Haram aylar tabiri Kur’ân-ı Kerîm’de iki âyette çoğul (el-eşhürü’l-hurum: Tevbe 9/5, 36), dört âyette de tekil şekliyle (eş’Şehrü’l-harâm: Bakara 2/194, 217; Mâide 5/2, 97) geçmektedir. Tevbe sûresinin 2. âyetinde geçen “dört ay” (erbaatü eşhur) ifadesiyle de bir yoruma göre haram aylar kastedilmiştir. Haram aylar tabiri çeşitli hadislerde de yer almaktadır. Söz konusu dört ayın bu şekilde adlandırılması bu aylarda savaşın haram kılınması, işlenen sevap veya günahlara başka zamanlarda yapılanlardan daha fazla mükâfat veya ceza verilmesi, böylece yılın diğer aylarından farklı bir Önem ve saygınlığa sahip bulunmaları sebebiyledir.
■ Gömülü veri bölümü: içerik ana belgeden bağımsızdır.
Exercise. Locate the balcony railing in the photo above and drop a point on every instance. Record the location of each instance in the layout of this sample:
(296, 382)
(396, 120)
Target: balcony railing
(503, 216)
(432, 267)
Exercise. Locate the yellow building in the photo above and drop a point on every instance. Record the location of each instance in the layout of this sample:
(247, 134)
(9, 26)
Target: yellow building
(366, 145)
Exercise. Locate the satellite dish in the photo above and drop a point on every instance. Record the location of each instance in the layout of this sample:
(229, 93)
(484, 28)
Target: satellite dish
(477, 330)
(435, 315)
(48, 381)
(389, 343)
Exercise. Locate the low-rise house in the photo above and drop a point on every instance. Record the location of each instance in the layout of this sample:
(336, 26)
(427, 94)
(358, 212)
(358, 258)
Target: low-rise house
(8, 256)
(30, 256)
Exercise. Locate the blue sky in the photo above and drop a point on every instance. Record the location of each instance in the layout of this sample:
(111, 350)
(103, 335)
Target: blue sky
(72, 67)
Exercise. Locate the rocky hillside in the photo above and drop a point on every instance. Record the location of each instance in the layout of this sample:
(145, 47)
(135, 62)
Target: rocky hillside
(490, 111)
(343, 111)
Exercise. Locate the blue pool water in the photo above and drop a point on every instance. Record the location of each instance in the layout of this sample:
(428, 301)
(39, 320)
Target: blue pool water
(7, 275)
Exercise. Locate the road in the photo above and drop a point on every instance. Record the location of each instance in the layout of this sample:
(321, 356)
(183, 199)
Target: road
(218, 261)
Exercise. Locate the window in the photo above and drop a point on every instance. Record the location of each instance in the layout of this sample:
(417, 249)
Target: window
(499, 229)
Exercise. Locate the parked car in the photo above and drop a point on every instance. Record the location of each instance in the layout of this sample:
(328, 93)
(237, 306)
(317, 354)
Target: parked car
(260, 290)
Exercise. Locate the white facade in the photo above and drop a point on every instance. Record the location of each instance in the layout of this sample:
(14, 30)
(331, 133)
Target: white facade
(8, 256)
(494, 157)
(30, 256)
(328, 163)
Kur’an’da, gökler ve yeryüzü yaratıldığı zaman Allah katında ayların sayısının on iki ve bunlardan dördünün haram ay olduğu açıklanıp insanların o aylar İçinde Allah’ın koyduğu yasağı çiğneyerek kendilerine zulmetmemeleri istenmiş (Tevbe 9/36), ayrıca haram ayda savaşmanın büyük günah olduğu (Bakara 2/ 217), bu aya karşı saygısızlık edilmemesi gerektiği (Mâide 5/2) ve saygıya lâyık bir mâbed olan Kabe ile birlikte haram ayın da insanların iyiliği için bir sebep kılındığı (Mâide 5/97) belirtilmiştir. Tefsir ve tarih kitaplarında, haram aylarla ilgili hükümlerin hac ibadetiyle birlikte Hz. İbrahim zamanında teşrî” kılındığı, insanların bu aylarda sağlanan güven ortamı içinde hac ibadetini rahatça yaptıkları. Mekke ve çevresinde oturanların da bu vesileyle geçimlerini sağladıkları belirtilmektedir.